Aller au contenu
Critiques

Une superposition de bruits fondamentaux. Om de Reynald Drouhin (2001)

Le projet Web de l’artiste Reynald Drouhin intitulé Om (2001) (http://www.incident.net/works/om/) est une superposition de bruits sous deux formes : les bruits visuels et les bruits sonores.

La forme que prend ce projet est celle de la mosaïque. De petites images carrées sont placées les unes aux côtés des autres, formant un quasi carré de 9 images de large par 8 images sur la hauteur. Chaque carré est en fait une petite animation contenant 4 ou 5 images diverses. Chaque carré présente son animation en boucle et sans transition. Le tout se présente comme une surface hyperanimée qui occupe presque l’entièreté de l’écran. 

L’ensemble scintille fiévreusement d’images de types populaires et publicitaires dans un rythme frénétique et saccadé. Toute la gamme des objets de l’iconographie populaire y passe : corps de femme, B.D., aliments, vedettes de cinéma, jouets, icônes populaires, logos publicitaires, pictogrammes, etc. L’effet d’ensemble des ces animations non synchronisées rappelle le pop art et sollicite un regard critique sur la société de consommation dont le principal support publicitaire demeure l’image. On a l’impression de dévaler un boulevard commercial américain à pleine vitesse alors que la fugacité des images perçues s’accumule dans notre cerveau sans qu’on ne puisse rien y faire. Malgré cette vive animation de la surface, aucun son, aucun bruit, le silence est total.

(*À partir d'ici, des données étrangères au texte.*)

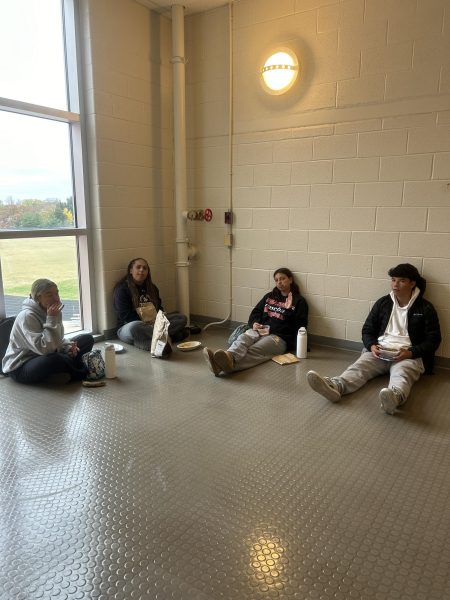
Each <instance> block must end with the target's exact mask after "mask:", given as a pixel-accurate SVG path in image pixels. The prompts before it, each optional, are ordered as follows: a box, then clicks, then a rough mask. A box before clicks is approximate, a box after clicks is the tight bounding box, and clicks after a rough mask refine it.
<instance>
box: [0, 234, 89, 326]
mask: <svg viewBox="0 0 450 600" xmlns="http://www.w3.org/2000/svg"><path fill="white" fill-rule="evenodd" d="M77 256H78V255H77V241H76V238H75V237H72V236H70V237H55V238H20V239H8V240H0V261H1V263H0V265H1V274H2V280H3V292H4V298H5V312H6V316H12V315H17V313H18V312H19V310H20V308H21V306H22V302H23V300H24V299H25V298H28V297H29V293H30V289H31V284H32V283H33V281H35V280H36V279H39V278H41V277H46V278H48V279H51V280H52V281H54V282H55V283H56V284H57V285H58V289H59V294H60V296H61V299H62V302H63V304H64V310H63V320H64V329H65V331H66V333H69V332H71V331H77V330H79V329H80V328H81V315H80V293H79V285H78V259H77Z"/></svg>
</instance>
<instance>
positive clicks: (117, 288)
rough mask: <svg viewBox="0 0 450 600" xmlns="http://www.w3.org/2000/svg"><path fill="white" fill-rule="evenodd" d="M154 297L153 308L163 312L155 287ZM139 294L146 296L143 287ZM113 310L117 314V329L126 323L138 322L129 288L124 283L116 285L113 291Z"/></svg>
mask: <svg viewBox="0 0 450 600" xmlns="http://www.w3.org/2000/svg"><path fill="white" fill-rule="evenodd" d="M155 290H156V296H157V298H158V300H157V302H156V304H155V308H156V310H162V311H163V310H164V308H163V306H162V302H161V298H160V296H159V290H158V288H157V287H156V285H155ZM139 294H140V295H141V296H146V295H147V290H146V288H145V287H141V288H139ZM114 309H115V311H116V314H117V327H122V326H123V325H125V324H126V323H131V322H132V321H140V320H141V319H140V318H139V315H138V314H137V312H136V309H135V308H134V305H133V298H132V297H131V292H130V288H129V287H128V284H127V282H126V281H122V282H121V283H119V284H118V285H117V287H116V288H115V290H114Z"/></svg>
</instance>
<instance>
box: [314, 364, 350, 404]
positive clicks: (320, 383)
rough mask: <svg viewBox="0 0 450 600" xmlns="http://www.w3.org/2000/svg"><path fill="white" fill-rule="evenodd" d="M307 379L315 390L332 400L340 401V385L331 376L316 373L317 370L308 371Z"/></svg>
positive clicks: (322, 395)
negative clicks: (327, 375) (329, 377)
mask: <svg viewBox="0 0 450 600" xmlns="http://www.w3.org/2000/svg"><path fill="white" fill-rule="evenodd" d="M306 379H307V381H308V383H309V385H310V387H311V388H312V389H313V390H314V391H315V392H317V393H318V394H320V395H321V396H323V397H324V398H326V399H327V400H329V401H330V402H339V400H340V399H341V396H342V394H341V392H340V390H339V386H338V385H337V383H335V382H334V381H333V380H332V379H330V378H329V377H321V376H320V375H319V373H316V372H315V371H308V373H307V374H306Z"/></svg>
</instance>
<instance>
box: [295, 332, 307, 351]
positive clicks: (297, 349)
mask: <svg viewBox="0 0 450 600" xmlns="http://www.w3.org/2000/svg"><path fill="white" fill-rule="evenodd" d="M307 352H308V334H307V333H306V329H305V328H304V327H300V329H299V330H298V333H297V358H307Z"/></svg>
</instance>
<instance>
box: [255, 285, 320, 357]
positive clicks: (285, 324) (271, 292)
mask: <svg viewBox="0 0 450 600" xmlns="http://www.w3.org/2000/svg"><path fill="white" fill-rule="evenodd" d="M285 300H286V299H285V298H283V300H279V299H278V298H277V297H276V296H275V295H274V292H273V291H272V292H268V293H267V294H265V296H264V297H263V298H261V300H260V301H259V302H258V304H257V305H256V306H255V308H254V309H253V310H252V312H251V313H250V316H249V318H248V326H249V327H253V323H260V324H261V325H270V333H271V334H274V335H278V336H279V337H280V338H281V339H282V340H284V341H285V342H286V344H287V349H288V350H292V349H293V348H295V345H296V341H297V332H298V330H299V329H300V327H307V326H308V304H307V302H306V300H305V299H304V298H303V296H300V295H299V294H294V295H293V298H292V306H291V308H286V307H285V306H284V303H285Z"/></svg>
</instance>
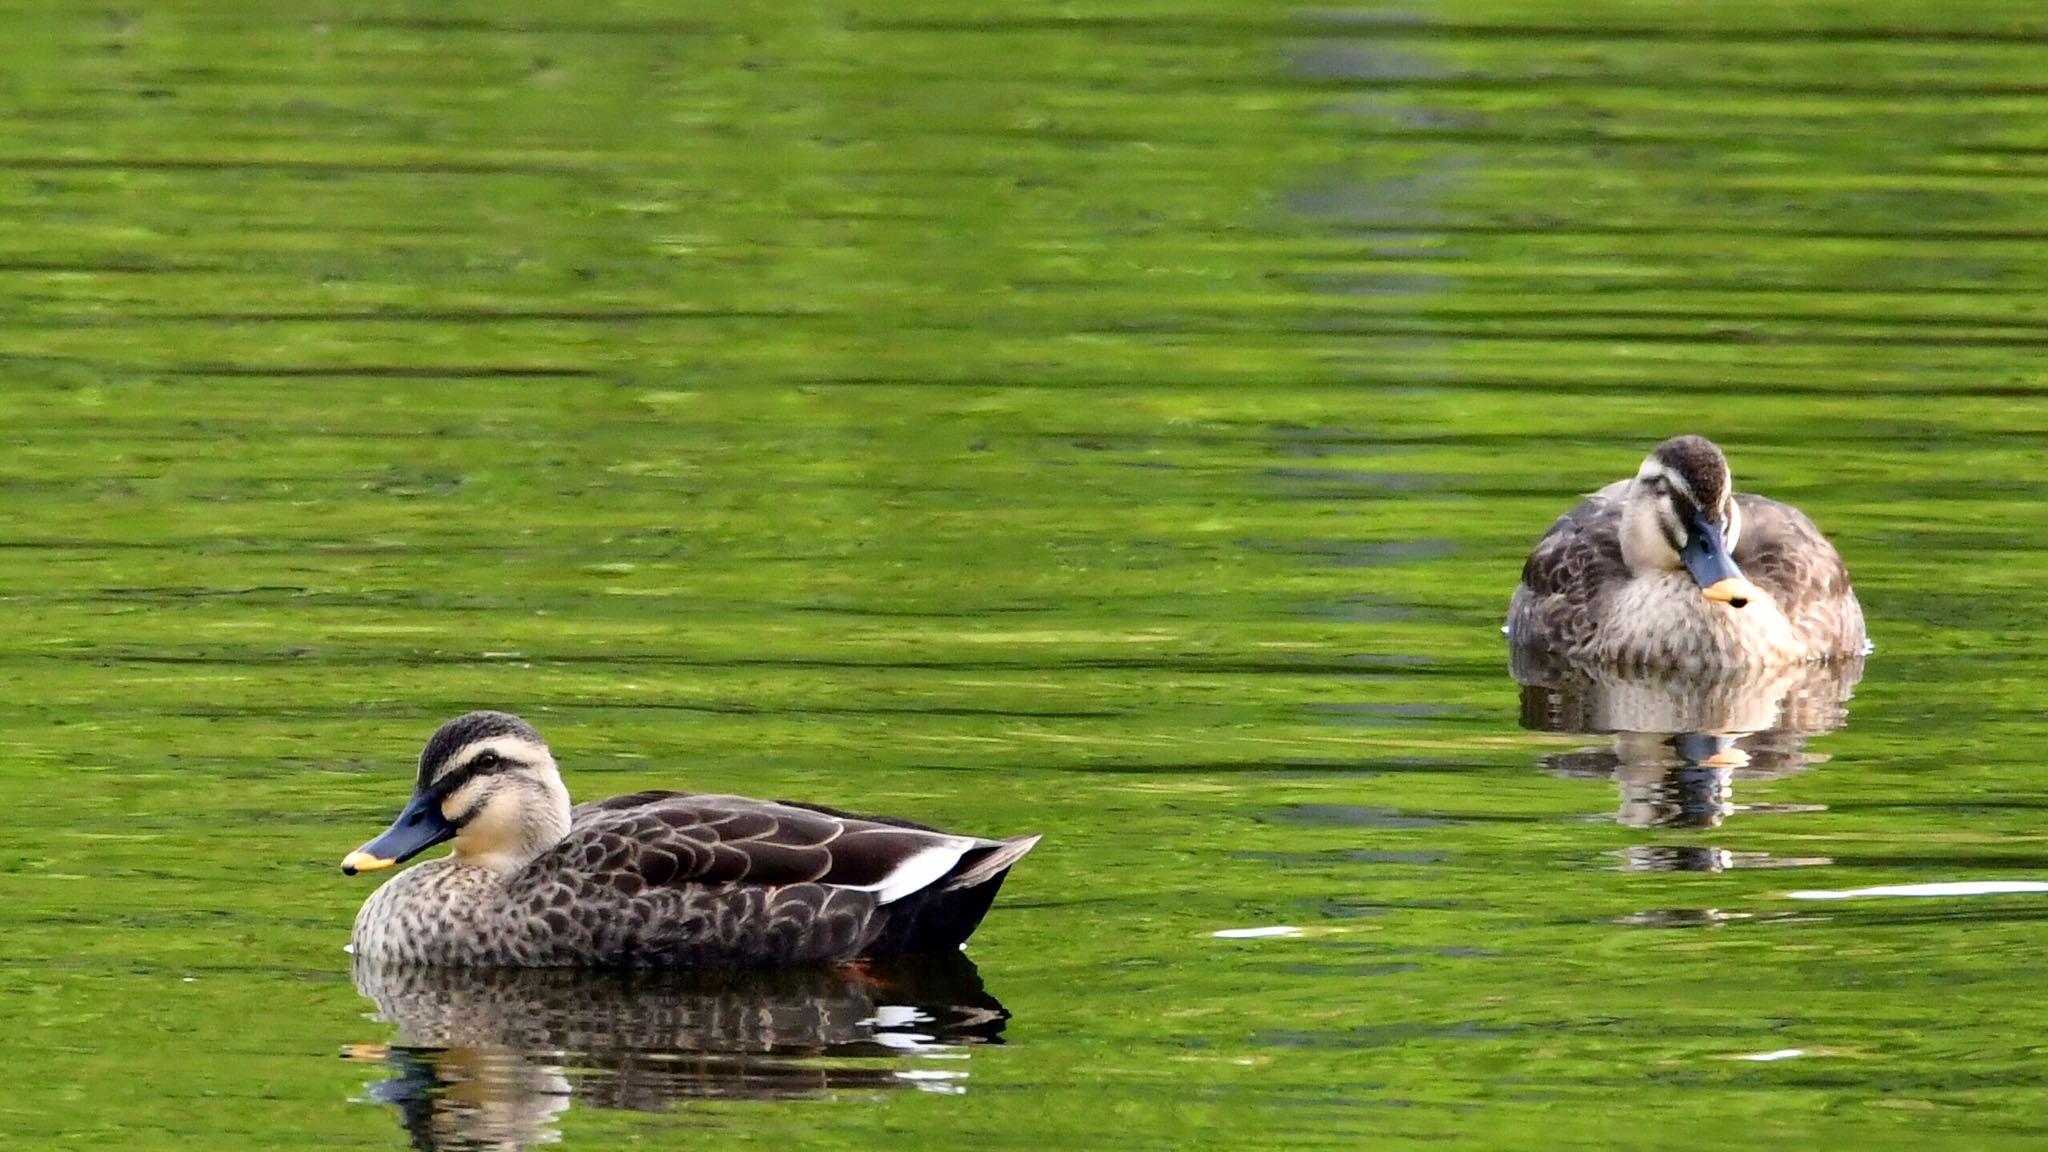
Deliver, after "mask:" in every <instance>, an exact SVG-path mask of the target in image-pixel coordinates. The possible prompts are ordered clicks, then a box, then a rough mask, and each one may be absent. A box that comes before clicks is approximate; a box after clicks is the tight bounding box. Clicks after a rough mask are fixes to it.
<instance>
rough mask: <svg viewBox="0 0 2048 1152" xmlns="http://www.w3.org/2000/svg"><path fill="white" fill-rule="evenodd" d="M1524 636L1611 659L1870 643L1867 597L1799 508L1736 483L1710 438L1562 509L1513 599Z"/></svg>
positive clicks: (1793, 652) (1550, 644) (1534, 642)
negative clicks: (1754, 494) (1563, 511)
mask: <svg viewBox="0 0 2048 1152" xmlns="http://www.w3.org/2000/svg"><path fill="white" fill-rule="evenodd" d="M1507 637H1509V642H1511V644H1516V646H1518V648H1526V650H1536V652H1550V654H1559V656H1565V658H1571V660H1589V662H1597V664H1614V666H1638V668H1677V670H1716V668H1747V666H1761V664H1788V662H1802V660H1839V658H1849V656H1858V654H1862V652H1864V650H1866V640H1864V609H1862V605H1858V603H1855V592H1853V590H1851V588H1849V570H1847V568H1845V566H1843V564H1841V556H1839V553H1837V551H1835V545H1831V543H1829V541H1827V537H1823V535H1821V529H1817V527H1815V525H1812V521H1808V519H1806V515H1804V512H1800V510H1798V508H1794V506H1790V504H1780V502H1778V500H1767V498H1763V496H1753V494H1749V492H1735V482H1733V478H1731V476H1729V457H1726V455H1722V451H1720V449H1718V447H1716V445H1714V443H1712V441H1708V439H1704V437H1675V439H1669V441H1665V443H1661V445H1657V447H1655V449H1653V451H1651V455H1649V457H1645V459H1642V467H1640V469H1636V474H1634V476H1632V478H1630V480H1618V482H1614V484H1608V486H1606V488H1602V490H1599V492H1593V494H1591V496H1589V498H1585V500H1583V502H1581V504H1577V506H1575V508H1571V510H1569V512H1565V515H1563V517H1559V521H1556V523H1554V525H1552V527H1550V531H1548V533H1544V537H1542V539H1540V541H1538V543H1536V551H1532V553H1530V558H1528V564H1524V566H1522V582H1520V584H1518V586H1516V594H1513V599H1511V601H1509V605H1507Z"/></svg>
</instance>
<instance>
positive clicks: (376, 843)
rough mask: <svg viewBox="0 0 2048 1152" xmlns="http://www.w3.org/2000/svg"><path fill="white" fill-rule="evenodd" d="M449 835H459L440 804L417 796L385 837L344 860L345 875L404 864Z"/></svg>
mask: <svg viewBox="0 0 2048 1152" xmlns="http://www.w3.org/2000/svg"><path fill="white" fill-rule="evenodd" d="M449 836H455V824H449V818H446V816H442V814H440V801H438V799H434V797H430V795H420V793H414V797H412V801H410V804H408V806H406V812H399V814H397V820H393V822H391V826H389V828H385V830H383V834H381V836H377V838H375V840H371V842H369V845H362V847H360V849H356V851H352V853H348V857H346V859H342V873H344V875H354V873H358V871H377V869H383V867H393V865H401V863H406V861H410V859H412V857H416V855H420V853H424V851H426V849H432V847H434V845H438V842H442V840H446V838H449Z"/></svg>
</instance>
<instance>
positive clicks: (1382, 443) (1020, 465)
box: [0, 2, 2048, 1150]
mask: <svg viewBox="0 0 2048 1152" xmlns="http://www.w3.org/2000/svg"><path fill="white" fill-rule="evenodd" d="M289 8H293V6H270V4H164V6H150V8H147V10H141V8H129V10H106V8H80V10H78V14H74V12H72V10H68V8H63V6H33V4H12V6H10V10H8V12H6V27H8V41H6V45H4V47H0V55H4V70H0V76H6V82H4V84H0V107H4V109H6V115H4V119H0V373H4V377H0V379H4V385H0V437H4V443H6V453H4V455H0V607H4V613H6V615H4V621H6V627H4V629H0V748H4V758H0V781H4V787H6V791H4V795H6V806H4V810H0V845H4V849H0V1066H4V1068H6V1070H8V1074H6V1078H8V1091H6V1093H0V1132H4V1134H6V1136H8V1138H10V1140H12V1142H14V1144H16V1146H23V1148H104V1146H111V1144H119V1146H123V1148H131V1150H145V1148H276V1146H324V1148H397V1146H403V1144H406V1140H408V1136H406V1129H403V1127H401V1125H399V1119H401V1113H399V1111H397V1109H393V1107H387V1105H383V1103H373V1097H375V1091H371V1088H367V1084H373V1082H377V1080H383V1078H387V1076H391V1070H389V1068H387V1066H375V1064H365V1062H342V1060H336V1054H338V1052H342V1045H375V1043H385V1041H389V1039H393V1027H391V1025H387V1023H379V1021H371V1019H367V1013H371V1004H369V1000H362V998H360V996H358V994H356V990H354V986H352V982H350V978H348V965H346V957H344V955H342V951H340V945H342V943H344V939H346V927H348V920H350V916H352V914H354V908H356V904H358V902H360V900H362V896H365V894H367V892H369V886H367V883H362V881H348V879H344V877H340V875H338V871H336V867H334V865H336V861H338V859H340V855H342V853H344V851H348V849H350V847H354V845H358V842H360V840H362V838H365V836H367V834H371V832H375V830H377V828H379V826H381V824H383V822H385V820H387V818H389V814H391V812H393V810H395V806H397V804H399V801H401V797H403V791H406V781H408V771H410V769H408V765H410V760H412V756H414V754H416V750H418V744H420V742H422V740H424V738H426V734H428V732H430V730H432V728H434V724H438V722H440V719H444V717H446V715H451V713H455V711H461V709H467V707H481V705H492V707H510V709H516V711H522V713H526V715H528V717H532V719H535V722H537V724H539V726H541V728H543V732H545V734H549V738H551V740H553V744H555V748H557V752H559V756H561V758H563V763H565V767H567V775H569V785H571V789H573V791H575V793H578V795H582V797H596V795H606V793H616V791H629V789H637V787H649V785H686V787H702V789H737V791H752V793H766V795H803V797H809V799H819V801H829V804H846V806H854V808H872V810H885V812H895V814H901V816H909V818H920V820H930V822H938V824H948V826H958V828H963V830H981V832H1028V830H1040V832H1047V842H1044V845H1042V847H1040V849H1038V851H1036V853H1034V855H1032V857H1030V859H1028V861H1024V865H1022V867H1020V869H1018V871H1016V875H1014V877H1012V883H1010V888H1006V892H1004V900H1001V904H999V906H997V912H995V914H993V916H991V918H989V922H987V924H985V929H983V931H981V933H979V935H977V939H975V953H973V955H975V959H977V963H979V968H981V980H983V982H985V988H987V992H989V994H991V996H995V998H997V1000H999V1002H1001V1004H1004V1006H1006V1009H1008V1011H1010V1013H1012V1019H1010V1021H1008V1025H1006V1029H1004V1033H1001V1039H1004V1043H999V1045H977V1047H973V1050H971V1056H969V1058H967V1060H965V1064H963V1062H952V1064H948V1066H946V1068H950V1070H965V1072H969V1076H967V1078H956V1080H952V1082H954V1084H958V1086H965V1088H967V1091H965V1093H961V1095H944V1093H915V1091H887V1088H877V1086H866V1084H854V1086H842V1088H825V1091H821V1093H813V1095H805V1097H803V1099H795V1101H793V1099H764V1101H748V1099H737V1097H727V1099H719V1101H684V1103H666V1105H659V1107H647V1105H645V1103H643V1107H608V1105H616V1103H621V1101H608V1099H606V1097H604V1095H602V1093H598V1091H590V1093H588V1095H584V1097H575V1099H569V1107H567V1109H565V1111H563V1109H557V1111H553V1113H547V1111H545V1109H543V1113H545V1117H543V1119H541V1121H539V1127H551V1129H559V1134H561V1138H563V1144H565V1146H567V1148H610V1146H623V1144H631V1142H645V1144H649V1146H680V1144H692V1146H696V1144H705V1146H713V1144H737V1146H768V1148H848V1146H905V1142H907V1144H909V1146H934V1148H938V1146H948V1148H1012V1146H1028V1148H1044V1146H1063V1148H1094V1146H1102V1148H1122V1150H1130V1148H1184V1146H1262V1148H1280V1146H1286V1148H1315V1146H1343V1148H1356V1146H1386V1148H1399V1146H1442V1144H1444V1142H1452V1144H1473V1146H1477V1144H1495V1146H1565V1144H1569V1146H1577V1148H1640V1146H1645V1144H1653V1142H1673V1140H1675V1142H1679V1144H1704V1142H1712V1144H1716V1146H1733V1148H1749V1146H1755V1148H1792V1146H1849V1144H1862V1142H1876V1140H1888V1142H1901V1140H1913V1142H1915V1146H1950V1148H1989V1146H2001V1144H2011V1146H2023V1144H2030V1142H2032V1140H2034V1138H2038V1136H2040V1127H2042V1119H2040V1117H2042V1113H2044V1107H2048V1093H2044V1088H2042V1074H2040V1062H2042V1047H2040V1045H2042V1041H2040V1013H2038V1009H2036V1002H2038V988H2040V974H2038V968H2040V965H2038V957H2040V953H2042V941H2044V931H2048V929H2044V924H2042V918H2044V910H2048V902H2044V898H2040V896H1999V898H1970V900H1923V902H1898V900H1892V902H1884V900H1874V902H1855V904H1796V902H1792V900H1788V898H1786V892H1788V890H1794V888H1853V886H1866V883H1907V881H1946V879H2023V877H2048V853H2044V842H2042V826H2040V810H2042V806H2044V801H2042V789H2040V748H2042V744H2044V742H2042V738H2044V736H2048V724H2044V719H2042V703H2040V701H2042V685H2044V666H2042V658H2040V648H2042V627H2040V623H2038V619H2040V586H2042V584H2044V580H2048V564H2044V562H2042V556H2044V545H2048V529H2044V527H2042V525H2044V523H2048V519H2044V517H2042V502H2044V500H2042V496H2044V482H2042V469H2040V465H2042V433H2044V416H2048V404H2044V387H2042V348H2044V344H2048V326H2044V318H2042V312H2040V301H2042V299H2044V295H2042V293H2044V287H2048V271H2044V269H2048V264H2044V260H2042V250H2044V244H2048V215H2044V207H2042V205H2044V203H2048V201H2044V191H2048V189H2044V182H2048V80H2044V76H2048V49H2044V47H2042V45H2040V41H2042V35H2044V33H2048V16H2042V10H2040V8H2038V6H2036V4H1958V6H1946V8H1942V10H1933V8H1927V10H1919V8H1911V6H1898V4H1855V2H1833V4H1782V6H1767V8H1765V6H1698V8H1673V6H1669V4H1630V2H1612V4H1602V2H1587V4H1571V6H1544V8H1540V6H1526V4H1487V2H1444V4H1427V6H1397V8H1331V6H1317V8H1298V10H1296V8H1290V6H1282V4H1239V6H1225V4H1196V6H1186V4H1178V6H1167V4H1145V2H1128V4H1106V2H1081V4H1061V6H1044V8H1030V6H1024V8H1020V6H1016V4H1001V6H997V4H967V6H963V4H918V2H901V4H881V6H860V8H858V10H848V8H844V6H788V4H756V6H741V8H737V10H733V8H721V10H711V8H705V10H678V8H674V6H666V4H612V6H598V8H590V6H584V4H549V2H530V4H457V6H449V4H432V6H428V4H420V6H414V8H406V6H395V4H375V2H373V4H346V6H344V4H315V6H309V8H305V6H299V8H301V10H289ZM700 8H702V6H700ZM1677 430H1700V433H1708V435H1712V437H1716V439H1718V441H1720V443H1724V445H1726V447H1729V451H1731V457H1733V461H1735V467H1737V476H1739V482H1743V484H1745V486H1749V488H1757V490H1763V492H1769V494H1774V496H1780V498H1786V500H1792V502H1798V504H1802V506H1804V508H1806V510H1808V512H1812V515H1815V517H1817V519H1819V521H1821V525H1823V527H1827V529H1829V533H1831V535H1835V539H1837V541H1839V545H1841V549H1843V553H1845V556H1847V560H1849V564H1851V570H1853V572H1855V576H1858V582H1860V588H1862V594H1864V603H1866V607H1868V611H1870V619H1872V633H1874V640H1876V644H1878V654H1876V656H1874V658H1872V662H1870V668H1868V672H1866V678H1864V681H1862V685H1860V687H1858V693H1855V699H1853V701H1851V703H1849V722H1847V726H1845V728H1843V730H1839V732H1833V734H1825V736H1815V738H1812V744H1810V748H1808V750H1810V752H1817V754H1823V756H1829V758H1827V760H1825V763H1819V765H1812V767H1808V769H1806V771H1798V773H1790V775H1780V777H1776V779H1763V781H1737V791H1735V801H1737V804H1739V806H1761V808H1759V810H1741V808H1739V810H1737V812H1733V814H1731V816H1726V820H1724V822H1722V824H1720V826H1718V828H1712V830H1679V828H1636V826H1626V824H1620V822H1616V818H1614V816H1616V785H1614V783H1610V781H1599V779H1583V777H1575V775H1569V773H1561V771H1556V769H1554V767H1544V765H1542V763H1540V760H1542V758H1544V756H1552V758H1554V754H1556V752H1561V750H1565V752H1569V750H1573V748H1585V746H1599V744H1602V738H1595V736H1556V734H1540V732H1530V730H1524V728H1522V726H1520V724H1518V689H1516V685H1513V681H1509V676H1507V674H1505V656H1503V650H1501V640H1499V635H1497V625H1499V615H1501V609H1503V605H1505V596H1507V590H1509V588H1511V584H1513V578H1516V570H1518V564H1520V558H1522V556H1524V553H1526V547H1528V543H1530V541H1532V539H1534V537H1536V535H1538V533H1540V531H1542V527H1544V525H1548V521H1550V517H1554V515H1556V512H1559V510H1561V508H1563V506H1565V504H1567V502H1569V500H1571V498H1573V494H1577V492H1583V490H1587V488H1591V486H1595V484H1602V482H1606V480H1612V478H1616V476H1622V474H1626V471H1630V469H1632V467H1634V463H1636V461H1638V459H1640V453H1642V451H1645V449H1647V447H1649V445H1651V443H1655V441H1657V439H1663V437H1665V435H1671V433H1677ZM1552 765H1554V760H1552ZM1659 847H1671V849H1720V851H1724V853H1729V857H1726V861H1731V863H1735V861H1741V863H1757V861H1769V863H1806V865H1808V867H1796V869H1763V867H1731V869H1724V871H1706V873H1655V871H1649V873H1645V871H1624V863H1626V861H1630V859H1642V857H1645V853H1647V851H1653V849H1659ZM1630 853H1634V855H1630ZM1696 857H1698V859H1722V857H1716V855H1710V853H1696ZM1819 861H1827V863H1819ZM1262 924H1290V927H1298V929H1303V933H1305V935H1300V937H1288V939H1257V941H1223V939H1214V937H1212V933H1214V931H1219V929H1233V927H1262ZM1784 1050H1800V1052H1802V1056H1794V1058H1786V1060H1778V1062H1747V1060H1741V1058H1743V1056H1753V1054H1772V1052H1784ZM877 1060H881V1064H879V1066H883V1068H897V1064H891V1062H889V1058H877ZM899 1060H905V1062H913V1060H915V1058H899ZM565 1064H567V1066H569V1070H571V1072H573V1066H575V1060H567V1062H565ZM905 1066H907V1064H905ZM584 1082H586V1084H590V1082H592V1080H590V1078H586V1080H584ZM557 1103H561V1101H559V1099H557ZM449 1146H453V1144H449Z"/></svg>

Évidemment, le réflexe de tout bon internaute sera de survoler les images avec le curseur afin de déterminer quelle sera l’action appropriée à prendre pour la suite des choses. Le simple survol ne créant aucune réaction particulière, le clic sera l’alternative suivante (sous toute réserve d’un comportement plus agressif ou plus avisé). Voilà qu’à ce clic hasardeux une réaction nous indique le mode de consultation à suivre.

En effet, un clic sur un de ces carrés stoppe immédiatement l’animation, une image statique prend place, une des images impliquées dans cette boucle particulière. Qui plus est, des événements sonores accompagnent cette manœuvre. On répète alors l’opération afin de s’assurer que le comportement n’est pas aléatoire et que ce type d’intervention peut engager une relation logique ou stratégique avec l’œuvre. C’est le cas. Toutefois, autre contrainte, la rapidité avec laquelle les images défilent nous empêche d’être parfaitement en contrôle de ces arrêts sur image. Le clic sur une animation s’avère hasardeux, malgré de multiples essais de précision quant au choix de l’image sur laquelle nous souhaiterions stopper l’animation. 

Sans en être parfaitement certain aux premiers abords, on se rend rapidement compte que les images que nous immobilisons produisent des sons, ouvrent des extraits sonores ou des parties de bandes sonores qui se superposeront jusqu’à la cacophonie. Ces bouts audio rejouent sans cesse et s’amalgament, à la façon des animations avant que nous ne les arrêtions une à une.

Le rythme est donc incessant, sauf que l’on passe d’un mode visuel à un mode auditif. Moins identifiables, les événements sonores nous paraissent tout de même liés au monde des images qui les accompagnent : dialogues filmiques, expressions d’extase sexuelle, chansons anodines, bruits urbains, etc. 

Le processus d’intervention peut aussi s’inverser : en cliquant à nouveau sur les images en arrêt, les animations reprennent et les sons s’arrêtent. Si on veut expérimenter la cacophonie, il faut donc cliquer sur 72 carrés, et si on désire revenir en arrière vers un silence total, il faudra compter au moins 144 clics. 

Cette œuvre, pour être complètement expérimentée, nous incite donc à un certain acharnement. Plus qu’un acharnement, elle nous force à devenir nous-même un acteur répétitif dont le pseudo contrôle n’aura, au bout du compte, aucun effet de transformation sur l’immuabilité du cirque médiatique métaphorisé dans cette oeuvre. Peine perdue. Nous n’aurons été que l’esclave d’une machine et d’une machination. 

D’amusante l’œuvre deviendra, sous l’effet de notre participation, désâmante (terme commun du vocabulaire québécois signifiant une perte significative du sens par un manque répété de communication). Nous actualisons, par notre participation, une réelle tragédie. Nous lui donnons un sens contradictoire; nous vidons de son potentiel communicatif notre propre intérêt pour l’art en s’immergeant dans un univers contemporain dont on ne contrôle que trop peu les mécanismes.

À force de rire, on finit par pleurer, disait ma belle-mère.

Qu’en dis-tu Om ?

J’admire la simplicité et l’efficacité quand les deux me permettent d’éclabousser subrepticement la luxure de ma saine naïveté. Bien dit.